What is confirmed vs. not yet confirmed​

Confirmed in the rollout report
  • The rollout was reported on July 10, 2026.
  • The reported base firmware is 2026.21.100.
  • The reported FSD version is FSD (Supervised) v14.2.2.6.
  • Distribution began with an initial cohort, not the entire Dutch fleet at once.
  • The reported owner preparation path includes reliable Wi-Fi and the Advanced software-update preference.
Not yet confirmed
  • Public, official release notes for this specific Dutch package.
  • The exact FSD functions enabled on each participating vehicle.
  • A fleetwide distribution date.
  • Whether all listed models and hardware configurations will receive identical functionality.
  • Any future corrective firmware or FSD patch.
Owners should treat the update notification, in-car release notes, displayed controls, and actual post-installation behavior as the most relevant evidence for their individual vehicle.

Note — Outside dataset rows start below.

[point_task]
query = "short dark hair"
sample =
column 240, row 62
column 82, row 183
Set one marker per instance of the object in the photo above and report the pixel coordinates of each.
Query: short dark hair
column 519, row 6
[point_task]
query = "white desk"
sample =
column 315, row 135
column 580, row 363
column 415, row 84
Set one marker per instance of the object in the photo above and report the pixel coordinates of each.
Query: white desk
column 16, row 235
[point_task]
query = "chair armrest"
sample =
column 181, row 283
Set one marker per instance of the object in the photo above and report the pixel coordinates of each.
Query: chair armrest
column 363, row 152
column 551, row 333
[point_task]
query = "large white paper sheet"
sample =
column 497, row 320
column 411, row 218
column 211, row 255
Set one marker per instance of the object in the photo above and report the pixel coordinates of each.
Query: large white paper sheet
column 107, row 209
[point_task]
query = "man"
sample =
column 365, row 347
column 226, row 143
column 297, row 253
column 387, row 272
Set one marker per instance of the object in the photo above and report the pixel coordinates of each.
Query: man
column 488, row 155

The Real Milestone Is the Software Branch, Not the Branding​

BASENOR, citing The Tesla Newswire account @TeslaNewswire, describes the deployment as the first time FSD has reached Dutch customer cars in any form. No conflicting earlier Dutch customer deployment needs to be assumed here. Based on the information available, the report should be understood as a claim about the July 10 rollout rather than as independently verified proof covering every previous Tesla test or customer configuration in the Netherlands.
The reported package combines base firmware 2026.21.100 with FSD (Supervised) v14.2.2.6. That pairing is more informative than either number in isolation because it identifies both the underlying vehicle-software branch and the reported driving-system version.
It does not, however, provide a complete specification of what a Dutch owner will receive. A matching FSD version label does not by itself establish that every control, maneuver, warning, or operating condition seen in another country will appear in the Netherlands. Until Tesla provides release-specific public documentation, owners should avoid using reports from North American vehicles as a definitive guide to the Dutch build.
The practical distinction is simple: a version number identifies software, while the vehicle’s own notes and controls show what that software currently makes available to that car. If a control is absent after installation, a screenshot from another owner does not create eligibility. If an in-car warning imposes a limitation, a broader description posted online does not override it.
This makes the 2026.20+ branch transition the clearest technical milestone supported by the rollout report. FSD branding may attract the most attention, but the branch assignment determines the package being downloaded and installed. The exact changes included beyond the reported FSD version remain unconfirmed until they are documented in the vehicle or in official release notes.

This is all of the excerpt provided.